White House meeting held on rural health care.

A report issued by the Center for Rural Affairs confirms what most in agriculture already knew: rural Americans are more likely to be uninsured or underinsured than urban Americans. The center's researcher, Jon Bailey, presented the report during a Monday morning meeting at the White House between rural health care stakeholders and Administration officials.

Bailey said with an economic foundation of small businesses, self-employment, and low wage work, rural communities are not well served by a health insurance system that relies on employer-based coverage. He said many more rural families are forced to purchase from the individual insurance market where they all too often wind up underinsured, with coverage that costs too much and provides too little.
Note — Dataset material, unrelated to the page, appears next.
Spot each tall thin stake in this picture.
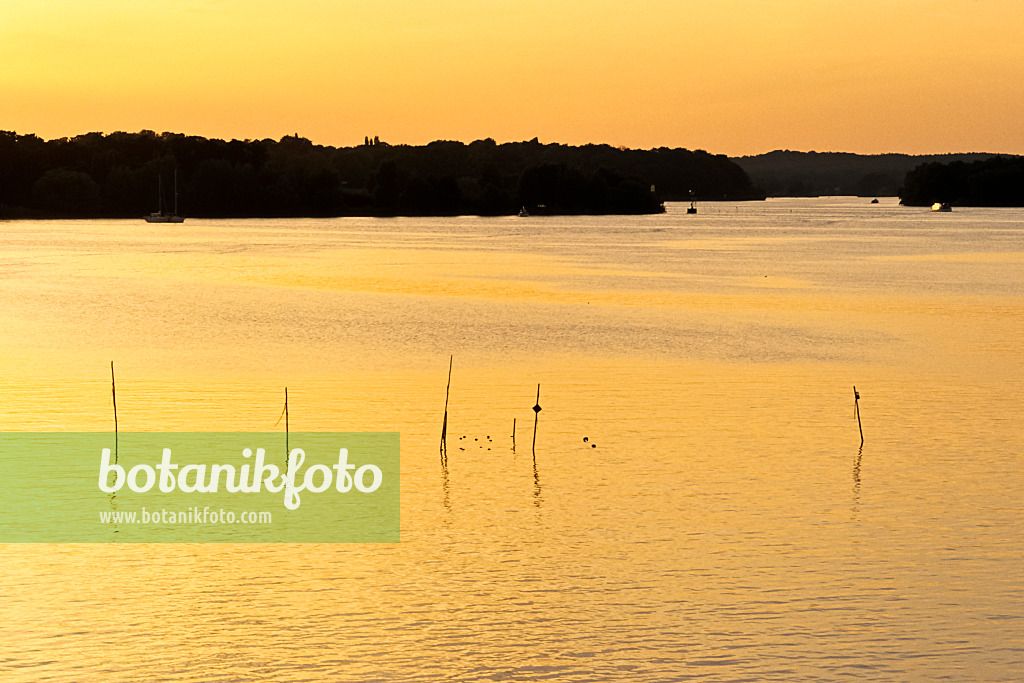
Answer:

Those who cannot afford the significantly more expensive individual insurance packages must go without or rely on public insurance.

In fact, the report says rural residents were found to be twice as likely to be underinsured as urban resident; 8% of the general population depends on individual policies with reduced benefits and high deductibles, but 33% of farmers and ranchers rely on such policies; and 25% of non-corporate farms and ranches carry medical debt and 25% of that number report that medical expenses contribute to their financial problems.

National Farmers Union President Roger Johnson also participated in the White House roundtable discussion on rural health care. Johnson said rural communities are on the front lines of today's health care crisis and today's economic conditions do not provide the leisure of waiting any longer to address the situation.